The phone rang again.
Breathe in, breathe out…
“This is 240-555-6289. Please leave a message.”
Breathe in, breathe out…
“Tessa, John Maddox again. Listen, I need you to pick up. Now. We just received a second classified report. There’s a lot of intelligence chatter, and it’s very specific.”
Breathe…
“It includes your name, and your late husband’s.”
Slowly Tessa turned her head toward the phone.
“If you don’t pick up, I’m sending two agents out there to bring you in immediately.”
Tessa got up off her meditation mat and picked up the phone.
» 3
Jess Langstrom walked into his office at 7:30 on Thursday morning to find six of Suzanne’s pink “While You Were Out” slips on his desk. He poured himself a cup of coffee, but before he’d had even one sip, Suzanne herself emerged from the bathroom, even more breathless than usual. “Jess—did you see? Did you?”
“See what? What’ve we got, a whole herd of deer hit on the highway?” The way commuting was picking up, Jess wouldn’t have been surprised. More and more people living in northern Maryland, or even over the state lines in West Virginia and Pennsylvania, and commuting to D.C. to work. Three or four hours a day in the car. Crazy.
“No deer. They’re all dog bites!”
“Dog bites?”
“Six! Dogs! That bit!”
Suzanne, always inclined to hyperbole, had now puffed up with it, taller and, somehow, even bigger busted. Which was saying a lot. Twenty-two and gorgeous, Suzanne was the first member Jess had ever met of that fabled group, cop groupies. Not that an Animal Control Officer was exactly a cop, but Suzanne was resourceful enough to work with what was at hand. So far Jess had resisted her blandishments. She was twenty-two to his forty; she was his subordinate; she was an airhead. Enough said.
That she turned up in his wet dreams was not said, nor would it ever be.
He studied the six slips of paper. Suzanne was an airhead, but she gave good message: who, what, where, when. Four people had left messages overnight reporting bites from dangerous dogs; two more had called in the last twenty minutes. In all six cases, someone had sought medical attention, and in all six cases, now someone wanted Jess to do something about the dangerous dogs.
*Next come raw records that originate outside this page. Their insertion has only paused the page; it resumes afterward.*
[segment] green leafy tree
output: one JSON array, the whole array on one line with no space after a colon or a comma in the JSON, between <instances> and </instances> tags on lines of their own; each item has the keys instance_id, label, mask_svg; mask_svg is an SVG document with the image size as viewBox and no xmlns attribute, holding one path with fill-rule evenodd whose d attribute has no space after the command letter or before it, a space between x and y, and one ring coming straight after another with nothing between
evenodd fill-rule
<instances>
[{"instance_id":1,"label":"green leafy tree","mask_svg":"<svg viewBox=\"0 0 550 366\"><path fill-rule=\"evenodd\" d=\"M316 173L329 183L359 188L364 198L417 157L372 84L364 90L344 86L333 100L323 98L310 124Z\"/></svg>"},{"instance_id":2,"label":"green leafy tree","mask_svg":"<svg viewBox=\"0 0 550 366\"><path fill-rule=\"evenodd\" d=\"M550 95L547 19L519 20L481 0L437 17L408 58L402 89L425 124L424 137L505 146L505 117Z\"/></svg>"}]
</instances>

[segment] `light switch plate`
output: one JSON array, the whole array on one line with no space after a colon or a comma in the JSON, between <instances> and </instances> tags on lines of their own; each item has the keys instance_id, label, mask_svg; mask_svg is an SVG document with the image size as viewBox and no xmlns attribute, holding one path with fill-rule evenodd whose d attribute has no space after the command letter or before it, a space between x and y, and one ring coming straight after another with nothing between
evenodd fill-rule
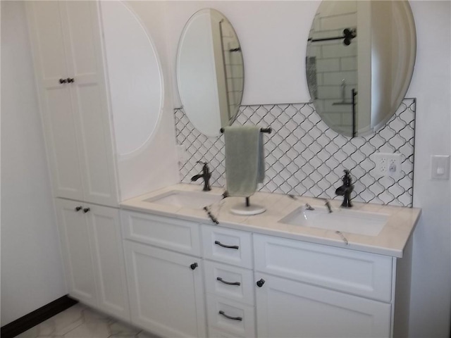
<instances>
[{"instance_id":1,"label":"light switch plate","mask_svg":"<svg viewBox=\"0 0 451 338\"><path fill-rule=\"evenodd\" d=\"M433 180L450 179L449 155L433 155L431 156L431 178Z\"/></svg>"}]
</instances>

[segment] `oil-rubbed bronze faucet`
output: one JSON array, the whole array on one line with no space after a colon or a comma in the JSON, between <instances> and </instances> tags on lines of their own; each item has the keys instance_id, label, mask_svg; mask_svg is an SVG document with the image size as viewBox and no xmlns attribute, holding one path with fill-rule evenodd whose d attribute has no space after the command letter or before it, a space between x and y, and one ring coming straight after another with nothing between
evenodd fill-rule
<instances>
[{"instance_id":1,"label":"oil-rubbed bronze faucet","mask_svg":"<svg viewBox=\"0 0 451 338\"><path fill-rule=\"evenodd\" d=\"M204 165L202 167L202 172L200 174L194 175L191 177L191 181L197 181L199 178L202 177L204 179L204 189L202 190L204 192L209 192L211 190L211 187L210 186L210 177L211 177L211 173L210 173L206 162L198 161L197 163L202 163Z\"/></svg>"},{"instance_id":2,"label":"oil-rubbed bronze faucet","mask_svg":"<svg viewBox=\"0 0 451 338\"><path fill-rule=\"evenodd\" d=\"M351 193L354 190L354 184L352 184L352 179L350 175L350 170L345 170L345 176L343 176L343 185L337 188L335 194L338 196L344 196L343 203L341 206L345 208L350 208L352 206L351 204Z\"/></svg>"}]
</instances>

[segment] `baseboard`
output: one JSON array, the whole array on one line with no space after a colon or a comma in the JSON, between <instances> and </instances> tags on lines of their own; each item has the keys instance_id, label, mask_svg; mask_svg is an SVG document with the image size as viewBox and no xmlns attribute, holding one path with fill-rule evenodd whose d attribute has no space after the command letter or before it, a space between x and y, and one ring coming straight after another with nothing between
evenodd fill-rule
<instances>
[{"instance_id":1,"label":"baseboard","mask_svg":"<svg viewBox=\"0 0 451 338\"><path fill-rule=\"evenodd\" d=\"M13 338L77 303L78 303L78 301L73 299L67 294L63 296L23 317L2 326L0 328L0 337L1 338Z\"/></svg>"}]
</instances>

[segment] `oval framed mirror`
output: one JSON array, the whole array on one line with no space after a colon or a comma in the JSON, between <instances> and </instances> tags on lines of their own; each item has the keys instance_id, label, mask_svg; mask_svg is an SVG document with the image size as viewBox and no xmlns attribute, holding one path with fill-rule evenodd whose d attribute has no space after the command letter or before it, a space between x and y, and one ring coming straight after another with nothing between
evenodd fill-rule
<instances>
[{"instance_id":1,"label":"oval framed mirror","mask_svg":"<svg viewBox=\"0 0 451 338\"><path fill-rule=\"evenodd\" d=\"M185 112L202 134L214 137L236 118L242 98L241 46L230 23L205 8L186 23L177 53L177 82Z\"/></svg>"},{"instance_id":2,"label":"oval framed mirror","mask_svg":"<svg viewBox=\"0 0 451 338\"><path fill-rule=\"evenodd\" d=\"M116 147L123 159L152 139L163 107L163 74L151 37L135 13L121 1L100 5Z\"/></svg>"},{"instance_id":3,"label":"oval framed mirror","mask_svg":"<svg viewBox=\"0 0 451 338\"><path fill-rule=\"evenodd\" d=\"M321 1L306 58L316 111L329 127L345 136L376 131L404 98L416 51L407 1Z\"/></svg>"}]
</instances>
He scowled at the pink bits of paper. Four point seven million people in the United States were bitten by dogs every year, and seventeen percent of those went for medical attention. In fact, medical help was sought for a dog bite every forty seconds somewhere in the country. But six bites within twelve hours here in his own small jurisdiction—what were the odds of that?
It didn’t matter what the odds were. It only mattered that he took care of each out-of-control animal. “Okay, where’s Billy?”
“Not in yet.”
“Get him in.”
“You want me to call him, Jess?” Suzanne took one step closer to him.